Terry Branstad (17 November 1946-) was Governor of Iowa (R) from 14 January 1983 to 15 January 1999 (succeeding Robert D. Ray and preceding Tom Vilsack) and from 14 January 2011 to 24 May 2017 (succeeding Chet Culver and preceding Kim Reynolds), as well as US Ambassador to China from 12 July 2017 (succeeding Max Baucus).
Biography[]
Terry Branstad was born in Leland, Iowa in 1946, the son of a Norwegian father and a Jewish mother; while he was raised Lutheran, he later converted to Catholicism. He served in the US Army from 1969 to 1971, serving as a military policeman at Fort Bragg in North Carolina. Branstad went on to serve in the State House from 1973 to 1979, as Lieutenant Governor from 1979 to 1983, and as Governor from 1983 to 1999. He was elected Governor at 36, becoming the youngest governor in Iowa history, and he served four consecutive terms.
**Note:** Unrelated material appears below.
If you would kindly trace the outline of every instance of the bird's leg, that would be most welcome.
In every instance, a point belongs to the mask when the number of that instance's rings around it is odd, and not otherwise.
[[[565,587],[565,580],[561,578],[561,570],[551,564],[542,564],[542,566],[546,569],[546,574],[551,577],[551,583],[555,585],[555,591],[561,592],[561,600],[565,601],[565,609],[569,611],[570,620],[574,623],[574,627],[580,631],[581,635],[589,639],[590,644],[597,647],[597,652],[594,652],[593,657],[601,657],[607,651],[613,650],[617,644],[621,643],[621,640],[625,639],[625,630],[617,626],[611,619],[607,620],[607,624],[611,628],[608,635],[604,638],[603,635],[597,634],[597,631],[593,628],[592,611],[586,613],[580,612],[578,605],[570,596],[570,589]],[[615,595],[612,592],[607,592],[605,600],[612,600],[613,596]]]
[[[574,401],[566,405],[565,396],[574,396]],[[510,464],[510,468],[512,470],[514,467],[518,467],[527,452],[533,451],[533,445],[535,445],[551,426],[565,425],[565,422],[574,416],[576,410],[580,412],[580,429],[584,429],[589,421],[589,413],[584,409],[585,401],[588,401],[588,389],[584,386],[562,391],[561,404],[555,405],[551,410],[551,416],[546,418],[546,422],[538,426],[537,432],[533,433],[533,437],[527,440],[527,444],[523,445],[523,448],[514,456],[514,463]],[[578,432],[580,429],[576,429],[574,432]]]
In 1983, he vetoed a bill that would allow a state lottery, and he decreased unemployment from 8.5% to 2.5% and turned a $90 million budget deficit into a $900 million budget surplus from 1983 to 1999. From 2003 to 2009, he served as President of Des Moines University, but he returned to serving as Governor from 2011 to 2017. In 2017, he expanded gun rights in his state, enacted a stand-your-ground law, expanded the rights of citizens to sue if they believed that their Second Amendment rights were being infringed, and expanded the gun rights of minors. In 2016, he was chosen by Donald Trump to serve as ambassador to China, as he had been friends with President Xi Jinping since Xi and an agricultural delegation had visited Iowa in 1985.